Justice Antonin Scalia recently spoke at the Utah State Bar Convention in Snowmass, Colorado. An intellectual and conservative, he is an originalist, meaning he believes in interpreting the U.S. Constitution and statutes according to their intent and plain or objective meaning.
Scalia decries the politicization of the judge’s role. A judge was once confirmed based on his judicial temperament and intellectual capacity–not his politics. The U. S. Senate confirmed him unanimously. Today, conservatives oppose liberal judges and liberals oppose conservative judges. Aligned against Scalia are those who believe that the U.S. Constitution is a living document and must reflect today’s values.
He criticized Congress for passing vague statutes, leaving the hard work of making the tough policy choices to government agencies. This practice partly arose out of the desire of some to lift the important moral and political questions from the sphere of crass politicians into the rarefied domain of experts in federal agencies. In this way, Congress turned the federal bureaucracy into the “fourth branch of government.”
The elites who want to avoid “dirty” politics have also placed great reliance on the judge, especially the federal judge. Policies on abortion and homosexuality, etc. are grounded in morality. Nothing Scalia learned in Harvard Law School prepared him to be a uniquely qualified judge of moral issues, issues that derive from the hearts and consciences of the people and their elected representatives. Judges‘ views of morality are no better than those of citizens’ at large. So who in a democratic society ought to determine natural law, questions of fundamental morality? THE PEOPLE should, with democratic processes, and with public debate. The electorate can differentiate their policies within states and regions, whereas legal opinions have precedence everywhere.
Once judges leave the moorings in the text of the Constitution and statutes, a judge is free to interpret them to reach her desired ends–according to her moral values. Such judges have become moral arbiters, “The Mullahs of the West,” as Scalia sarcastically calls them.
Capital punishment and other laws and practices widely co-existed with the Bill of Rights when adopted in 1789. Still, they are now under attack as unconstitutional. The Constitution clearly allowed such things when it was passed.

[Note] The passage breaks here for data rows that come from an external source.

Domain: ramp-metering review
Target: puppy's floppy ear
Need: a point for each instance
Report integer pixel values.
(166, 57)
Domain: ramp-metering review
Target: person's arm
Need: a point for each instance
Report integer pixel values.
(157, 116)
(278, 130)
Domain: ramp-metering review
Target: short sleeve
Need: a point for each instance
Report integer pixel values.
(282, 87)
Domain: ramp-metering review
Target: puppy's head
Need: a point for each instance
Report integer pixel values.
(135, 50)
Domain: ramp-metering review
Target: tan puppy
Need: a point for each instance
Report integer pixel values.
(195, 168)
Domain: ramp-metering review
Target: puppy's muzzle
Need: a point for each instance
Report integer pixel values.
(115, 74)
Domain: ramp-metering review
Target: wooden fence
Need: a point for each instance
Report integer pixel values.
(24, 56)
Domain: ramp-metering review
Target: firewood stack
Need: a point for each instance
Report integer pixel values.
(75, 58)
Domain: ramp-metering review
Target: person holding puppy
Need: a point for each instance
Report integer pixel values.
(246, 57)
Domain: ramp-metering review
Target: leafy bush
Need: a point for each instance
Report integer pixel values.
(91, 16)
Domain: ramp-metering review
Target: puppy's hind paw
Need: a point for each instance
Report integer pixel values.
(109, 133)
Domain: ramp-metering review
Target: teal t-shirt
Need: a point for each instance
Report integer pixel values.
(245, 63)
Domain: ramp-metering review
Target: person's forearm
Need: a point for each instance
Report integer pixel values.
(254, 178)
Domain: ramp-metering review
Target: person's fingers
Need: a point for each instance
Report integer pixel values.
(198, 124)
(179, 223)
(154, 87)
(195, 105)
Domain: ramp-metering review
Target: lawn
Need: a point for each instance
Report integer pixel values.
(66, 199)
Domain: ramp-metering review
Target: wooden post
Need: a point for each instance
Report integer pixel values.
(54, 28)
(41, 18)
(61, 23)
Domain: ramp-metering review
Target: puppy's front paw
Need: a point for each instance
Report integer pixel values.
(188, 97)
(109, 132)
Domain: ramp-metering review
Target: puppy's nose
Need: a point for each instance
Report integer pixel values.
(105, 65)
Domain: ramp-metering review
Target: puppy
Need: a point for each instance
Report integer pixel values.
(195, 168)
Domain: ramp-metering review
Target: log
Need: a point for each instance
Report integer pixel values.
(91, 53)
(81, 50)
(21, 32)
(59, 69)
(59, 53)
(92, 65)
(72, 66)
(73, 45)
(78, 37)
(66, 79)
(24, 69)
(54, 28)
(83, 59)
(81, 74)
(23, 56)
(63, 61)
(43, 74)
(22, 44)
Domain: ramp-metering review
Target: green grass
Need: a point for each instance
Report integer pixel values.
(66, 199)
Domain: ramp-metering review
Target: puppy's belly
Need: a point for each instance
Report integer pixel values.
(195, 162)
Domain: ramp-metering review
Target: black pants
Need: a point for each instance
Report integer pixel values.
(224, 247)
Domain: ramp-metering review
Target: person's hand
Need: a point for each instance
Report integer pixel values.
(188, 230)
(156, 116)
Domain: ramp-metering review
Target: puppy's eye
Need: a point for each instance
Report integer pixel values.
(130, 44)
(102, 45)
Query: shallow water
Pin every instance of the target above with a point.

If values have changed, then the people may amend the Constitution by public vote to reflect that. When women’s suffrage was in question, people amended the Constitution. Even though they felt they had the weight of morality on their side, advocates for suffrage didn’t think of coming to the Supreme Court.
By the same token, under the regime of static law, it was not difficult to decide about abortion, homosexuality and assisted suicide. They had been proscribed for decades. Society could decriminalize that by legislation. But social engineers don’t bother anymore with the difficult process of amending the Constitution; they just take the issue to the courts. The Courts will amend the Constitution for them. The perfect example is Prop 8. The people of California voted for Proposition 8 and it passed 52% to 48%. In 2010, a California District Court judge ruled it was unconstitutional. Just over a month ago, at the conclusion of the appeal process, the Supreme Court of the United States (contrary to Justice Scalia’s dissenting opinion) upheld the ruling; in effect saying that the people’s vote on this moral issue doesn’t matter. The courts have now decided this moral issue on a national level.
We need judges who are experts in interpreting the law–not rewriting or restating the law to reflect what is politically popular or their own moral or political views. I deeply yearn for more judges who adhere to this judicial philosophy.